In Sweden the microchip can be used as a train ticket, but can’t be used to make payments yet. “That’s what I hope will become a basic function, but I’m aware it will take some time,” Lewin said. “It was 3 years ago that I got my chip implanted and it looks like it will be another year before the chip will work for making payments.”

Larsen said that in Italy, Biohax is talking to Vodafone and Paypal to attempt to make that happen, A company in the United Kingdom, BioTeq, is also working to create contactless payments with implanted microchips. Steven Northam, BioTeq’s director said this is the “tipping point to ‘mass’ adoption” as the company receives daily inquiries about “payment implants.”

It seems, however, that the technology hasn’t moved as fast as some would have expected. Sweden’s train operator SJ said they were ending their microchips trial after a “small increase” over the last 2 years bringing the total number of users to 3,000. A spokesperson for SJ said that although they’re keeping the technology available, they will move in “another direction.”

The microchips use near filed communications (NFC) and radio-frequency identification (RFID) to communicate with a system. They are radio waves read at close contact. “It’s essentially the same technology that’s in your phone or debit card when you hold it close to a sensor,” explains Dr Rob van Eijk, the MD for Europe at the Future of Privacy Forum. It poses the same known data protection issues including the possibility that someone could pick up the signal.

“It’s similar to listening to a directional microphone, you can pick up the RFID signal as well,” explained Eijk, who used to work for the Dutch Data Protection Authority. In theory, it could be “used in a way that it makes you stand out from a crowd as a means to single out as an individual in a group… if you’re the only one wearing a biochip and everyone else is not wearing them,” he added. It could also get into more complicated data privacy issues if future versions of these chips track your health or other information, Eijk pointed out.

“The only information you ever got about implants is Hollywood pop culture and when it’s Hollywood pop culture, it’s either a giant GPS that Arnold Schwarzenegger pulls out of his nose or KGB polonium or a tracking device. So people are apprehensive,” said Österlund. But many of his customers will get these implants to launch their Linkedin accounts to share their profile more quickly.

Österlund said they are working with partners so that these microchips contain health information too. In the event that someone is brought unconscious to the hospital, a paramedic could scan the chip and get information about allergies or preexisting conditions.

For now, they’re working on regulating the chips in terms of the grade of material used and the level of data protection. “We’re pushing legislation to actually enforce and create a regulatory framework around this because we do work in a legal grey zone right now which is good for development and for disruptive technologies and all, but this thing is going into people’s bodies and staying there so we need to take that responsibility,” said Österlund.

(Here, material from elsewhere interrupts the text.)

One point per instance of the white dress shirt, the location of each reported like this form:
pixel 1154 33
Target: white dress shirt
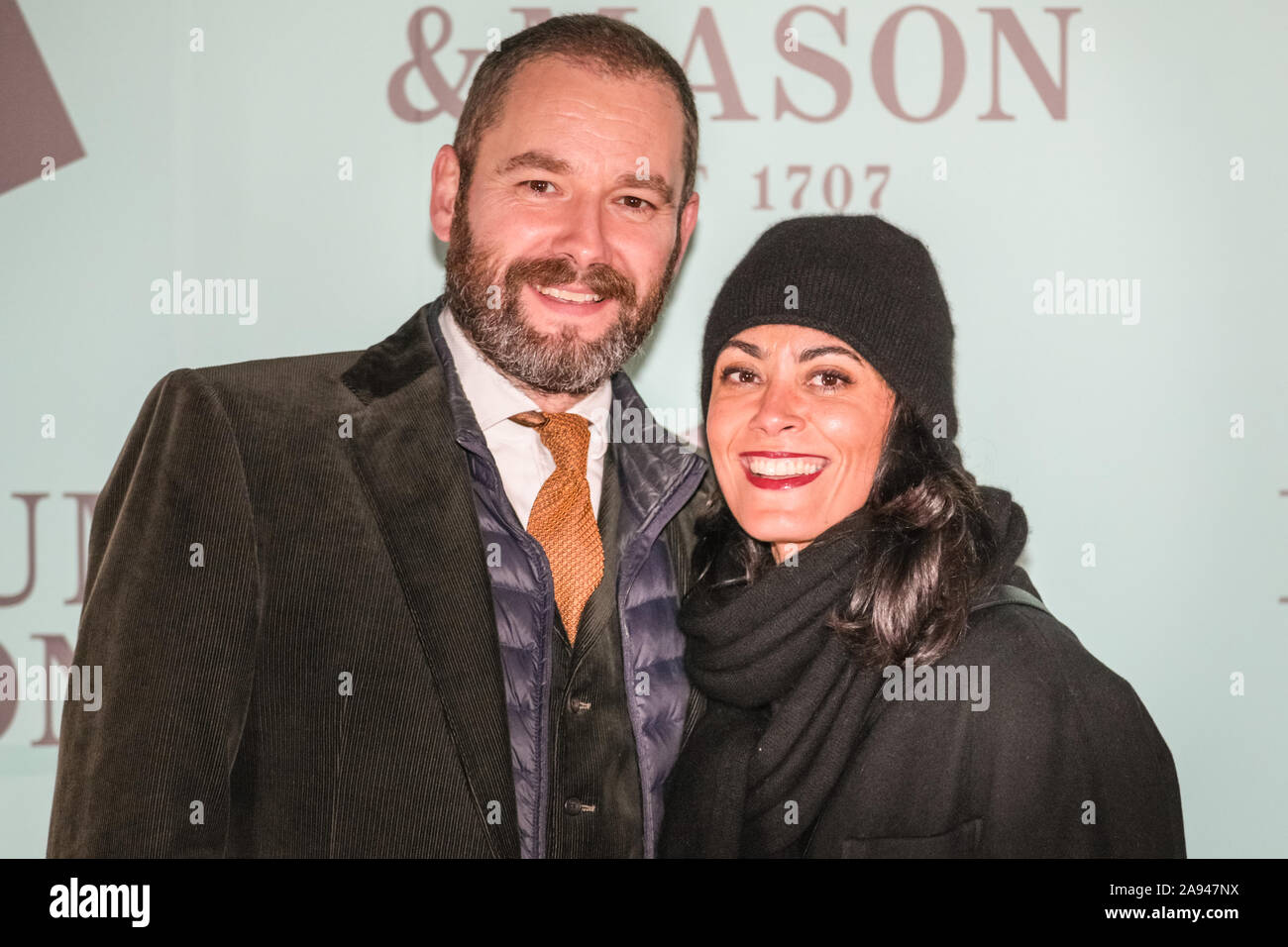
pixel 523 460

He says it’s a technology that exists already in at least 20 countries. BioTeq in the UK has implanted roughly 250 people with microchips.

The implants are not “regulated as medical devices and thus can be implanted by anyone,” said Northam at BioTeq, but the company only uses doctors to implant them.

“Personally, I don’t see any downside. I know there are people who are worried that they can be traced, but it’s a passive technology, so there’s nothing you can’t have control over yourself,” said Lewin. “It’s necessary to go very close so information can be read off the chip. Some believe that getting the implant will be painful but it’s about equal to a bee sting.”

“The popularity of these chips will ‘boil down’ to what problem is it solving for us,” says Eijk. “Look at how quickly we changed from cash money to contactless payments – that happened in a number of years,” he added.

It’s a question of whether or not a phone can become as small as to fit under your skin. “But that’s the next level. That’s not the type of biochip technology that we’re talking about now,” said Eijk.